Effects of chronic tobramycin treatment on distortion product otoacoustic emissions.

OBJECTIVE: To investigate the effects of chronic tobramycin treatment on distortion product otoacoustic emission (DPOAE) latencies and response growth detection thresholds in human subjects to determine the sensitivity of these DPOAE features to ototoxic damage.

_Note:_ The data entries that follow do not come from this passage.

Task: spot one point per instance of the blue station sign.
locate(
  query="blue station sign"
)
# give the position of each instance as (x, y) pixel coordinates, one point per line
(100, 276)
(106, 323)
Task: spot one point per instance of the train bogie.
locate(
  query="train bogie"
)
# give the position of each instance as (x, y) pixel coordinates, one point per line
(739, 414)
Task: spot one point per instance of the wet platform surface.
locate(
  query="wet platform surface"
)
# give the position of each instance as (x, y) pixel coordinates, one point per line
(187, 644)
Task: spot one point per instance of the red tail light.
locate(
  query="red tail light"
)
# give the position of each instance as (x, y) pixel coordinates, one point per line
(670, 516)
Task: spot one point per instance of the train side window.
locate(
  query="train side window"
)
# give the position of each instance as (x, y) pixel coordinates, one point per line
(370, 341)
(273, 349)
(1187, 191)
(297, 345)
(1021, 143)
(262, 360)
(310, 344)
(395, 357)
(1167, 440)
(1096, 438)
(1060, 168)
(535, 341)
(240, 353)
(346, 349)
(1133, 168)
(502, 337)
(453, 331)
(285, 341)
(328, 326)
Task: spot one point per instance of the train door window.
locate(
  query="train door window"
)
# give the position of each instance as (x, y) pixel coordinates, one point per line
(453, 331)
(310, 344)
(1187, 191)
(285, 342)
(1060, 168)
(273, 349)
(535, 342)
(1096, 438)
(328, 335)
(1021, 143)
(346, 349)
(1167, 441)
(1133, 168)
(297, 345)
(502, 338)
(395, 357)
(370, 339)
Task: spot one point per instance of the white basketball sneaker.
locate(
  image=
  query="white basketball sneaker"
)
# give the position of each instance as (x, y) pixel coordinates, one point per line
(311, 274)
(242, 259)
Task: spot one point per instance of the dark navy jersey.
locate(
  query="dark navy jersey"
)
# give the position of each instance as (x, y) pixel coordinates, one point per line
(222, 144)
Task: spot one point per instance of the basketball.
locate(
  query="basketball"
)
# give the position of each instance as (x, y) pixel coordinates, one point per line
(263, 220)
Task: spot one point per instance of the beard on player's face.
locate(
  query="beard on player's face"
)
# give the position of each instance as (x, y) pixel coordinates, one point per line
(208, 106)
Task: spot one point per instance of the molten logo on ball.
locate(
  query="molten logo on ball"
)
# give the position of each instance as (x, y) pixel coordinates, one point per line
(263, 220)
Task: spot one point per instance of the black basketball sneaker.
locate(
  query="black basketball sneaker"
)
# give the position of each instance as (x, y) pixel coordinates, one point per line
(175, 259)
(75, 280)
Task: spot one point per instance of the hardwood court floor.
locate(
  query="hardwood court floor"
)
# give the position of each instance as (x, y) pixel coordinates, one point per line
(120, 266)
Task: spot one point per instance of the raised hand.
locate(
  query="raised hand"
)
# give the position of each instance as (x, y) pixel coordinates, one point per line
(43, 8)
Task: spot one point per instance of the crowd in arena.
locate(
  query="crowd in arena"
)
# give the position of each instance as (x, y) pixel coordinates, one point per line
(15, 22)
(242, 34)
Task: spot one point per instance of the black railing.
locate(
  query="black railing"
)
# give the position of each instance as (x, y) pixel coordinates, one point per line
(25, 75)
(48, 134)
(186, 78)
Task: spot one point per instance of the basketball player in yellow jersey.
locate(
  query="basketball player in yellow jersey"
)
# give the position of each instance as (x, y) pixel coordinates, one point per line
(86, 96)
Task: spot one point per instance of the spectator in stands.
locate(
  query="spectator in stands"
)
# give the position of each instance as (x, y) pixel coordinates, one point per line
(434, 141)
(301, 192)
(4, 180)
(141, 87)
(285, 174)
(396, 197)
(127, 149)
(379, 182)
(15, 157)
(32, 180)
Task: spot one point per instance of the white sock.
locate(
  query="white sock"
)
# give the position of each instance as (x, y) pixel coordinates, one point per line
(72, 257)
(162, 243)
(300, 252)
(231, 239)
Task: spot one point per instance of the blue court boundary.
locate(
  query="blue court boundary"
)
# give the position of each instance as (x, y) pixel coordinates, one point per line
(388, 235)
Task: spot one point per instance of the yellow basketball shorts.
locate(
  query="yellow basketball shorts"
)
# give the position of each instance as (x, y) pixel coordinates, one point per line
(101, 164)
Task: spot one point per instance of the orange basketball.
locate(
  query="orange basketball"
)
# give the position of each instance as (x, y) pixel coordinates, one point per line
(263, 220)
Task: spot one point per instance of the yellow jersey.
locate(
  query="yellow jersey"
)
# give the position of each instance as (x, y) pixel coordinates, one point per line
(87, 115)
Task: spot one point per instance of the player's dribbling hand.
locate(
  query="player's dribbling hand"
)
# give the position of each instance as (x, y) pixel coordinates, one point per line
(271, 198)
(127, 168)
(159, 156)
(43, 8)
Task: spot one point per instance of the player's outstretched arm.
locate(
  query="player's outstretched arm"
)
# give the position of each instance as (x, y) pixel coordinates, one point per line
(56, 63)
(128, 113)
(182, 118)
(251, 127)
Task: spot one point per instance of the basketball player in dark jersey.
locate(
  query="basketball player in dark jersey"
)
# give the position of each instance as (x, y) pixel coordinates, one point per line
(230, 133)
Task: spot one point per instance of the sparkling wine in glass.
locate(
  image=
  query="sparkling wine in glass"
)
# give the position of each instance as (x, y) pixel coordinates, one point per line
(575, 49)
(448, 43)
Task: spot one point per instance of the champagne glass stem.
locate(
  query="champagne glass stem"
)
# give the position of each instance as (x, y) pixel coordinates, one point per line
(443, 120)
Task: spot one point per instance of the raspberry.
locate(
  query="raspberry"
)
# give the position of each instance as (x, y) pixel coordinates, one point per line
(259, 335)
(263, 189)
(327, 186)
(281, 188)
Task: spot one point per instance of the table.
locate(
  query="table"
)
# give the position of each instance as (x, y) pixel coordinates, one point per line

DESIGN: Six groups of children in two different age ranges were tested: three groups in the 7 to 14 yr age range, i.e., six children with normal hearing, four cystic fibrosis (CF) patients who received no aminoglycosides, and eight CF patients who received low- to moderate-cumulative doses of tobramycin (< 1250 mg/kg) for respiratory infections; and three groups of five subjects each in the 15 to 23 yr age range, i.e., the healthy group and the CF groups that received low- (< 285 mg/kg) and moderate-(1000 to 2000 mg/kg) cumulative drug dosages. The aggregate drug dosages compiled longitudinally over the past 5 yr were used to group the drug-treated CF patients. All subjects showed normal audiometric profiles (< or = 25 dB HL in the conventional frequency region and age-appropriate thresholds as described by Osterhammel and Osterhammel [1979] in the high-frequency region) and DP-grams (absolute DPOAE and noise amplitudes being consistent with the normative data obtained with the CUBeDIS system at this institution).

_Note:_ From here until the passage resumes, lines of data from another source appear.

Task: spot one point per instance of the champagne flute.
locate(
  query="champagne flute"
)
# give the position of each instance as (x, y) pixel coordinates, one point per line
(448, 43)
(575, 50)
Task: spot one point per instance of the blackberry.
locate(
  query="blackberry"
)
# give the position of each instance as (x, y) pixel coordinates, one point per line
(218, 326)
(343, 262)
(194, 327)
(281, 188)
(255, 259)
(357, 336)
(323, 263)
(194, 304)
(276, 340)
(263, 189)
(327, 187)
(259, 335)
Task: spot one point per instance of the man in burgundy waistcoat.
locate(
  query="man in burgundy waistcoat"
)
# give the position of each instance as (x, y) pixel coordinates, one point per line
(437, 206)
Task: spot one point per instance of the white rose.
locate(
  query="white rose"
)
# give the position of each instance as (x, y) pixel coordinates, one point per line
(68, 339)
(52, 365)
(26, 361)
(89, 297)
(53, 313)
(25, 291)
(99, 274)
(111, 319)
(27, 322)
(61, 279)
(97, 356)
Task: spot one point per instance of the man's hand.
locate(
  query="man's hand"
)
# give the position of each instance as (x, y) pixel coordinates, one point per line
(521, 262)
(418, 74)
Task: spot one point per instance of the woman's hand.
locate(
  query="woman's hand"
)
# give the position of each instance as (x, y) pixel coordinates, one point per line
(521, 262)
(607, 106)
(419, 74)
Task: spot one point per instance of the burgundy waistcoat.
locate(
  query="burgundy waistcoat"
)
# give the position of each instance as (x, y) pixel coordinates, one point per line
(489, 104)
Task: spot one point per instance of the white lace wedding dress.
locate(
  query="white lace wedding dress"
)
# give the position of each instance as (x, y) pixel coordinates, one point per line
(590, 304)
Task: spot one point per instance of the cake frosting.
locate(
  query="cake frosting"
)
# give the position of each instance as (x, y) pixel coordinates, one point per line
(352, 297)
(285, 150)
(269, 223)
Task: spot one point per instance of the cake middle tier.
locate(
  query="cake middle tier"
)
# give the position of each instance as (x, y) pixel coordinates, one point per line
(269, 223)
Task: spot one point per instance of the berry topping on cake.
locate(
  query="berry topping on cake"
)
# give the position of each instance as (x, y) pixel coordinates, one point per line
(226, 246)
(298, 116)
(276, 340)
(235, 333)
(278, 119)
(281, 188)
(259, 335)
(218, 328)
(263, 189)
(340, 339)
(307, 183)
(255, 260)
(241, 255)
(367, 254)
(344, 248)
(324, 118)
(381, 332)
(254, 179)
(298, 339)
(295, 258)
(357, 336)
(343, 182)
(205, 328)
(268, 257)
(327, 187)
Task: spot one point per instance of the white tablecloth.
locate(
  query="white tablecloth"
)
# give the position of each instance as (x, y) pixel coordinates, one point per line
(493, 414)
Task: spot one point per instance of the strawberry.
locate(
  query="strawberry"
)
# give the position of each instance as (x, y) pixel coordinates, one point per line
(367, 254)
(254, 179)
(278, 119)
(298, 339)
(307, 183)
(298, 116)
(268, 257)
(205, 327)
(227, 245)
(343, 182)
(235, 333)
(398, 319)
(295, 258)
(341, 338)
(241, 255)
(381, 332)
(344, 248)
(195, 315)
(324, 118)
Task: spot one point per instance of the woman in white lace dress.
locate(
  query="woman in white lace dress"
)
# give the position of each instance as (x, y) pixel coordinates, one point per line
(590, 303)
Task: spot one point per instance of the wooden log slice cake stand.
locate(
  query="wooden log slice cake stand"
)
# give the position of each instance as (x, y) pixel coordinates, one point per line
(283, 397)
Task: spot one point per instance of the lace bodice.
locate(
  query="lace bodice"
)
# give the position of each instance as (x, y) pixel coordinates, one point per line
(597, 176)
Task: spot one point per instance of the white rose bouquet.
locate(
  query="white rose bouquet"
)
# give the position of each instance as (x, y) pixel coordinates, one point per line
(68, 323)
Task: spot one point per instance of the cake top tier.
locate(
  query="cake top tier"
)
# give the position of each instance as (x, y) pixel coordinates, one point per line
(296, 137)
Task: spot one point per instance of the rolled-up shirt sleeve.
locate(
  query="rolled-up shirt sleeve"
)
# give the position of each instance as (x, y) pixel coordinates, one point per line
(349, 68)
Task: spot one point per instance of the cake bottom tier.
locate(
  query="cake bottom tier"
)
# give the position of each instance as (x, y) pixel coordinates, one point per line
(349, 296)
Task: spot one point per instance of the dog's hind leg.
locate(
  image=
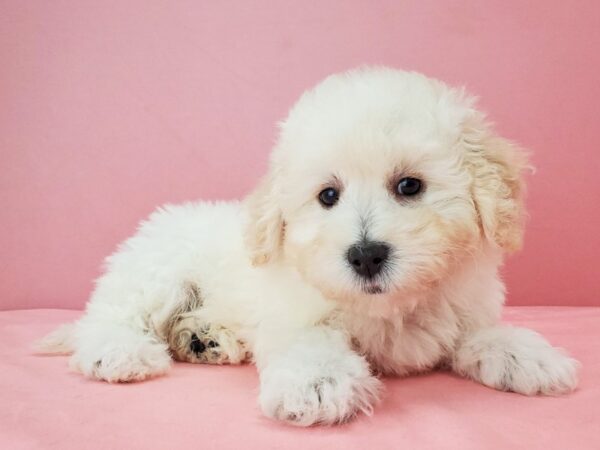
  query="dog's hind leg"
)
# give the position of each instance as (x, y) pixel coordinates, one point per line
(194, 339)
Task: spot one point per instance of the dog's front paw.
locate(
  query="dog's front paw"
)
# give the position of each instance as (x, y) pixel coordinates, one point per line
(307, 393)
(518, 360)
(135, 359)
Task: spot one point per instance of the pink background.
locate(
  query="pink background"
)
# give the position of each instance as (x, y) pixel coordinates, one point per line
(110, 108)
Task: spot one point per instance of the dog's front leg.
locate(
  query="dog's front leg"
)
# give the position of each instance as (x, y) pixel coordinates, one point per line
(515, 359)
(312, 376)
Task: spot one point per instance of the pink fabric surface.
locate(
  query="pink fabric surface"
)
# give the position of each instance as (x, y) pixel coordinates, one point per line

RESULTS: Even though the audiometric profiles and DP-grams of all drug-treated CF groups were identical to their healthy counterparts, the DPOAE latencies and growth function thresholds showed significant changes. Whereas low and low-to-moderate doses of tobramycin were related to DPOAE latency prolongations, higher cumulative drug doses of 1000 to 2000 mg/kg produced significant reductions in DPOAE latencies. Response growth detection thresholds at high frequencies showed significant elevations in all CF patient groups treated with tobramycin, regardless of drug dosages, as compared with the control subjects.

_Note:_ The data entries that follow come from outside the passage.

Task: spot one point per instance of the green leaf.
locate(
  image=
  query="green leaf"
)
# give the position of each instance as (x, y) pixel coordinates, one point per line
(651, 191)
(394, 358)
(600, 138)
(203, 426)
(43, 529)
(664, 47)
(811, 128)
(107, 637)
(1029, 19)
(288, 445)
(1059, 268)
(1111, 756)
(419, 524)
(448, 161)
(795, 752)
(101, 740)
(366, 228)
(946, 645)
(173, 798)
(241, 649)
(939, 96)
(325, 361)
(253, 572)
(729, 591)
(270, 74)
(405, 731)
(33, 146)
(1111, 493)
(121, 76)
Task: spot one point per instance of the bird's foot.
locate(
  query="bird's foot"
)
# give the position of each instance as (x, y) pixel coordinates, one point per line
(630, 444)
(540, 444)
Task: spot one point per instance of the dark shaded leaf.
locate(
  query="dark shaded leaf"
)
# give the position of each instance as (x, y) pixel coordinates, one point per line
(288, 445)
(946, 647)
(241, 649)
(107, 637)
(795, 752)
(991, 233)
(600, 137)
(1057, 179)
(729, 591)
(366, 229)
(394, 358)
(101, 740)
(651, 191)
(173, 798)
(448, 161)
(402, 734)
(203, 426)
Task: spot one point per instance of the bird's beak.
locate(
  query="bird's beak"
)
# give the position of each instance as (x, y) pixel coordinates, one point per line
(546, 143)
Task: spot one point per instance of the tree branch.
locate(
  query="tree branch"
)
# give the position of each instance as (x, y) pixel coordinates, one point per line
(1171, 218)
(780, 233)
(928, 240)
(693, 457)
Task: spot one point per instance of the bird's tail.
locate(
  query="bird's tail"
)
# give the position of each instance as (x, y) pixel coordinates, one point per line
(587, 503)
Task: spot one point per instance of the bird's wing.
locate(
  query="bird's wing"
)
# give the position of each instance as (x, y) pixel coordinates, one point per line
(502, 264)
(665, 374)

CONCLUSIONS: DPOAE amplitudes may not reflect the earliest changes produced by chronic aminoglycoside treatment, suggesting that cochlear ototoxicity may be more effectively monitored through the assessment of latencies and response growth detection thresholds. These findings pertain at least to the early stages of ototoxicity development, specifically during chronic tobramycin treatment. In light of the small sample size, however, these outcomes must be considered as tentative.